Quarterback play has haunted the Miami Hurricanes’ offense for a few seasons and had highs and lows during Malik Rosier’s turn in the spotlight. Rosier, a back-up besides one start back in 2015, took the football as the starting quarterback and played as well as many expected- he was average but did great things over the course of the season. Rosier’s ability to avoid sacks, scramble for positive yardage, and be a key player in the run game on inside zone read, or the swing-draw P-RO (pass-run option) was huge for the ten win success of the Miami Hurricanes.
Rosier had great games against Toledo and Syracuse and great drives against Florida State and Georgia Tech that helped keep Miami undefeated and on a positive momentum swing. Toledo was his best performance throwing for 333 yards on 75% completions with three touchdowns and an interception. Rosier added a rushing touchdown to his totals in a 52-30 win. Rosier’s performance against Syracuse was strong as well throwing for 344 yards 60% completions and two touchdowns with no turnovers. His Notre Dame performance wasn’t fantastic but the defense put the offense into short field situations where Rosier threw a touchdown and ran another while compiling only 181 total yards.
The Pitt game would be Miami’s biggest disappointment as the Panthers came in as a big underdog at Heinz Field and Miami put up a dud of a performance. While Rosier did struggle to move the football, he threw two touchdowns and no interceptions, but only 44% completion on passes and 2.4 yards per carry. That was a lowlight but not the lowlight. To pick which game was worse, the Clemson or Wisconsin game, is like picking between two poisons.
Against Clemson, Rosier threw no touchdowns, two interceptions, and only completed 48% of his passes. He ran for only 1.9 yards per carry. Against Wisconsin, Rosier tossed a touchdown and three interceptions. He completed only 42% of his passes but ran for 4.6 yards per carry.

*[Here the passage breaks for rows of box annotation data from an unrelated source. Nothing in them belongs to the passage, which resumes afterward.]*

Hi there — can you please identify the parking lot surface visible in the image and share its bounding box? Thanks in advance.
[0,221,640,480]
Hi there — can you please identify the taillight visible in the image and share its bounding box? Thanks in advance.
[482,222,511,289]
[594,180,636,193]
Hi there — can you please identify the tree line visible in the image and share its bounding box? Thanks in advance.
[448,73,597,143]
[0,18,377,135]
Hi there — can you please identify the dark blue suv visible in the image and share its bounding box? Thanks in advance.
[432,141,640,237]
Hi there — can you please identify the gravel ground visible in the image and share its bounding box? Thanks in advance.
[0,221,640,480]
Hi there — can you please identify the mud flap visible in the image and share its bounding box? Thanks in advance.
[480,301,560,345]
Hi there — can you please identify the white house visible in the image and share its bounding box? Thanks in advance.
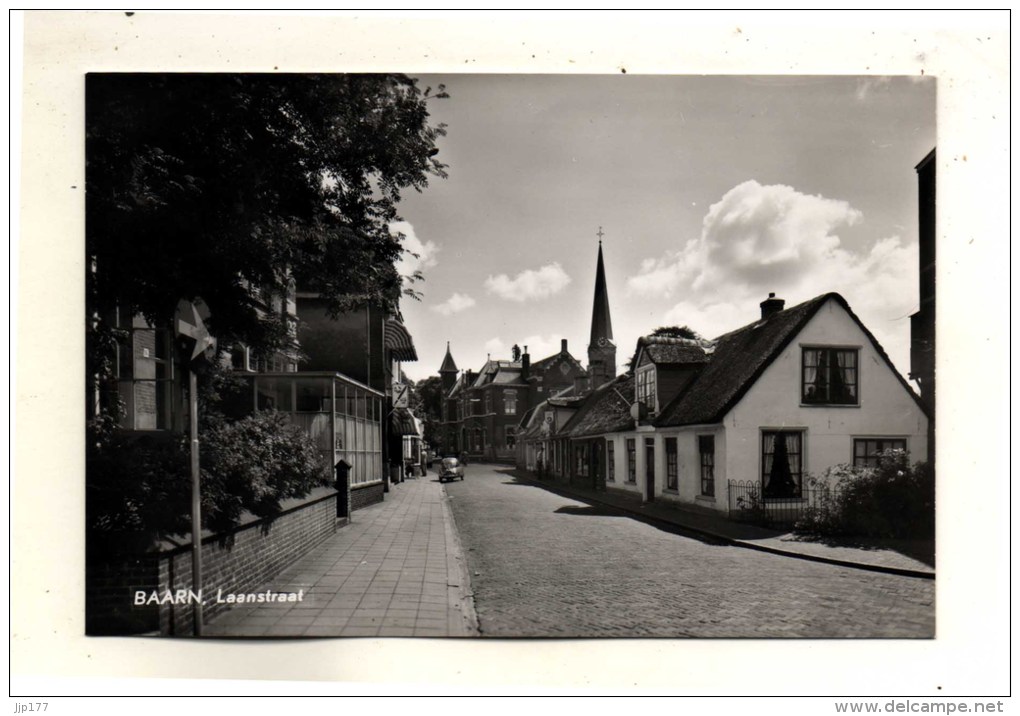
[604,293,928,513]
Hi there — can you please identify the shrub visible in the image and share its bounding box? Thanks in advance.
[196,410,330,530]
[86,411,330,554]
[798,450,935,539]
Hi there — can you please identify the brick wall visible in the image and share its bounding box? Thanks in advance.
[351,482,385,512]
[86,485,336,635]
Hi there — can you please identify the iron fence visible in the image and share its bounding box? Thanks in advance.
[727,479,828,526]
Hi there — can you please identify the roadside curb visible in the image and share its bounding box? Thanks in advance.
[440,484,481,636]
[514,470,935,580]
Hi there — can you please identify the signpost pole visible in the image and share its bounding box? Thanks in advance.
[188,367,202,636]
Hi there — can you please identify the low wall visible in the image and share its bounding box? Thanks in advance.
[86,484,338,636]
[351,481,386,512]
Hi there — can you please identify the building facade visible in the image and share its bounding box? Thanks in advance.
[562,294,928,515]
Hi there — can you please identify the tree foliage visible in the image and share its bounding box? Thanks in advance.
[86,411,332,556]
[86,74,445,349]
[798,450,935,540]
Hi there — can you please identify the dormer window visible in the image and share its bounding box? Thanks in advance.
[801,348,859,405]
[635,364,659,413]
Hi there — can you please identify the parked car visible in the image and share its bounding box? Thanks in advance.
[437,458,464,482]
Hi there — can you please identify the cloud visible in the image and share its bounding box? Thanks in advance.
[390,221,440,278]
[627,181,917,373]
[486,262,570,303]
[486,338,507,360]
[432,294,474,316]
[518,336,560,362]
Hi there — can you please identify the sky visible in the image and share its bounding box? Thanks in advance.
[385,74,935,380]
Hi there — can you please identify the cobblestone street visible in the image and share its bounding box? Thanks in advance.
[447,464,935,637]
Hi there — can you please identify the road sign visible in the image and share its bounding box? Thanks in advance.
[173,299,216,362]
[393,382,411,408]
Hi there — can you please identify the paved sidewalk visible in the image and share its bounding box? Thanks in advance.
[506,466,935,578]
[205,475,477,637]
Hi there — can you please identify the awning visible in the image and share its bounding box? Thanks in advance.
[390,408,421,438]
[383,318,418,362]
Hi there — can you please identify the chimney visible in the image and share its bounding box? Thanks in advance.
[758,294,786,320]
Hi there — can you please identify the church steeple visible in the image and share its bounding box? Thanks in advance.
[588,226,616,388]
[440,341,458,393]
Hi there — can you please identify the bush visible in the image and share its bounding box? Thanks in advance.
[798,450,935,539]
[196,410,332,531]
[86,411,332,554]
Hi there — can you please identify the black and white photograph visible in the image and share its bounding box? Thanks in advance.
[86,73,936,637]
[15,7,1008,693]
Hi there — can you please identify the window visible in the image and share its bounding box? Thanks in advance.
[117,326,173,430]
[698,436,715,497]
[627,438,638,484]
[854,438,907,467]
[801,348,858,405]
[762,430,804,498]
[636,365,657,413]
[666,438,679,490]
[574,445,588,477]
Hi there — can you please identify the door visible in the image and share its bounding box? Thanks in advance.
[645,438,655,502]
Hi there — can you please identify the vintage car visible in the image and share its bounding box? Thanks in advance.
[436,458,464,482]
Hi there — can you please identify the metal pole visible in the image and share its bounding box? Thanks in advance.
[188,367,202,636]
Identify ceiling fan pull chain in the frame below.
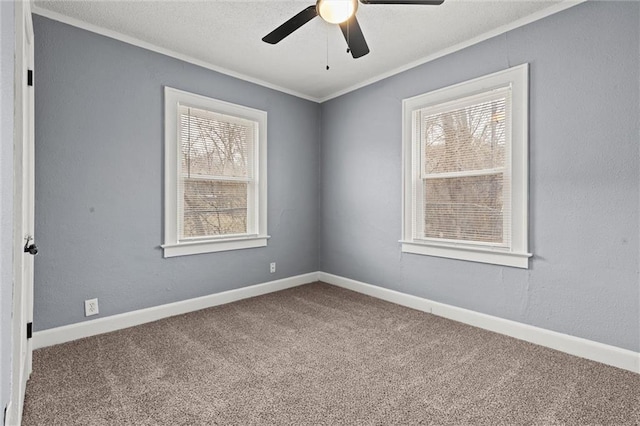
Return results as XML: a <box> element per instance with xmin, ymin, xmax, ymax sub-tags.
<box><xmin>325</xmin><ymin>25</ymin><xmax>329</xmax><ymax>71</ymax></box>
<box><xmin>347</xmin><ymin>19</ymin><xmax>351</xmax><ymax>53</ymax></box>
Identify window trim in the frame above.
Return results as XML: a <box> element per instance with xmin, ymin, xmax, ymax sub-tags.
<box><xmin>400</xmin><ymin>63</ymin><xmax>532</xmax><ymax>269</ymax></box>
<box><xmin>160</xmin><ymin>86</ymin><xmax>270</xmax><ymax>258</ymax></box>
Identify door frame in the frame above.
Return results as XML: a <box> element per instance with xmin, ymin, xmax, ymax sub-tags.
<box><xmin>5</xmin><ymin>0</ymin><xmax>35</xmax><ymax>425</ymax></box>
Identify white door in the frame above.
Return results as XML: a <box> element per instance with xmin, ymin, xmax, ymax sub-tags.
<box><xmin>7</xmin><ymin>1</ymin><xmax>37</xmax><ymax>425</ymax></box>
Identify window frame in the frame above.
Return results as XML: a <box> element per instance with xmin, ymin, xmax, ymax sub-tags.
<box><xmin>400</xmin><ymin>63</ymin><xmax>532</xmax><ymax>269</ymax></box>
<box><xmin>161</xmin><ymin>86</ymin><xmax>269</xmax><ymax>258</ymax></box>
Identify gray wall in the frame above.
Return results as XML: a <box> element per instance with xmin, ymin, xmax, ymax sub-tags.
<box><xmin>0</xmin><ymin>1</ymin><xmax>15</xmax><ymax>422</ymax></box>
<box><xmin>320</xmin><ymin>2</ymin><xmax>640</xmax><ymax>351</ymax></box>
<box><xmin>34</xmin><ymin>16</ymin><xmax>320</xmax><ymax>330</ymax></box>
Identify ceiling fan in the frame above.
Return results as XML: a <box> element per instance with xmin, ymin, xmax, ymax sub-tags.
<box><xmin>262</xmin><ymin>0</ymin><xmax>444</xmax><ymax>58</ymax></box>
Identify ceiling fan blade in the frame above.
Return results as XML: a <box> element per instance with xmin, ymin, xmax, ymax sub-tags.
<box><xmin>360</xmin><ymin>0</ymin><xmax>444</xmax><ymax>6</ymax></box>
<box><xmin>262</xmin><ymin>5</ymin><xmax>318</xmax><ymax>44</ymax></box>
<box><xmin>340</xmin><ymin>15</ymin><xmax>369</xmax><ymax>58</ymax></box>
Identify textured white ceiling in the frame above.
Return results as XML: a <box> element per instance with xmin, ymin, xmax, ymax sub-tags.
<box><xmin>34</xmin><ymin>0</ymin><xmax>580</xmax><ymax>100</ymax></box>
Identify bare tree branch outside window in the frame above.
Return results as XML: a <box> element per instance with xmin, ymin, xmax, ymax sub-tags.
<box><xmin>179</xmin><ymin>106</ymin><xmax>254</xmax><ymax>238</ymax></box>
<box><xmin>422</xmin><ymin>98</ymin><xmax>509</xmax><ymax>244</ymax></box>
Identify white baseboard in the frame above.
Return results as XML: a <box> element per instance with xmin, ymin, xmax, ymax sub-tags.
<box><xmin>319</xmin><ymin>272</ymin><xmax>640</xmax><ymax>373</ymax></box>
<box><xmin>33</xmin><ymin>272</ymin><xmax>318</xmax><ymax>349</ymax></box>
<box><xmin>33</xmin><ymin>272</ymin><xmax>640</xmax><ymax>373</ymax></box>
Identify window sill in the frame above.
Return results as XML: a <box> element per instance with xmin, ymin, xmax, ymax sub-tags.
<box><xmin>400</xmin><ymin>241</ymin><xmax>533</xmax><ymax>269</ymax></box>
<box><xmin>160</xmin><ymin>235</ymin><xmax>270</xmax><ymax>258</ymax></box>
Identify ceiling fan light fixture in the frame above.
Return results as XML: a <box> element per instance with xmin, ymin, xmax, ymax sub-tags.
<box><xmin>316</xmin><ymin>0</ymin><xmax>358</xmax><ymax>24</ymax></box>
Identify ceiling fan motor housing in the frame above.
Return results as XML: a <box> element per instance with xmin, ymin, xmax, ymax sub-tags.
<box><xmin>316</xmin><ymin>0</ymin><xmax>358</xmax><ymax>24</ymax></box>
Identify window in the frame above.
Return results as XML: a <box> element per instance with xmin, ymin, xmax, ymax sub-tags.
<box><xmin>162</xmin><ymin>87</ymin><xmax>268</xmax><ymax>257</ymax></box>
<box><xmin>401</xmin><ymin>64</ymin><xmax>531</xmax><ymax>268</ymax></box>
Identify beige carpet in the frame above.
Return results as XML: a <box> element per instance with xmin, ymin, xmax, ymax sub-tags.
<box><xmin>23</xmin><ymin>283</ymin><xmax>640</xmax><ymax>426</ymax></box>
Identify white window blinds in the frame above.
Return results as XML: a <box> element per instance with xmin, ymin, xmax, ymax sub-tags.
<box><xmin>414</xmin><ymin>87</ymin><xmax>511</xmax><ymax>247</ymax></box>
<box><xmin>178</xmin><ymin>105</ymin><xmax>257</xmax><ymax>240</ymax></box>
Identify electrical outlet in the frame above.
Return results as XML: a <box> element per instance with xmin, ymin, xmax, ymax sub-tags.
<box><xmin>84</xmin><ymin>298</ymin><xmax>99</xmax><ymax>317</ymax></box>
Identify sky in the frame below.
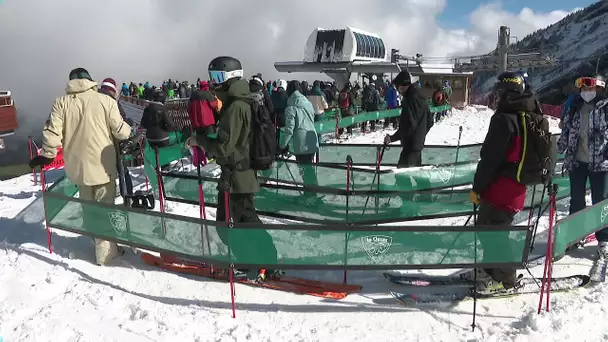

Miami was in the game against Wisconsin much longer so the winner of the lowlight of the year is the Clemson game.
Position Grade: C+
Malik Rosier threw for 3,120 yards and 26 touchdowns with 14 interceptions. He added 468 rushing yards and 5 touchdowns on the ground giving him 31 total touchdowns on the season. The Hurricanes won ten games and played for their first ever ACC Championship since joining the conference in what was supposed to be an annual Miami-Florida State rematch in Jacksonville (now Charlotte). However, it wasn’t the complete dud others felt it was. Rosier was the glue holding together key moments and making chicken salad when previous quarterbacks fell apart on key drives. Rosier beat FSU, Virginia and Georgia Tech with key game winning drives and kept Miami in the game against Wisconsin. The ‘Canes were in the Orange Bowl and had a shot at a perfect regular season until the very last week.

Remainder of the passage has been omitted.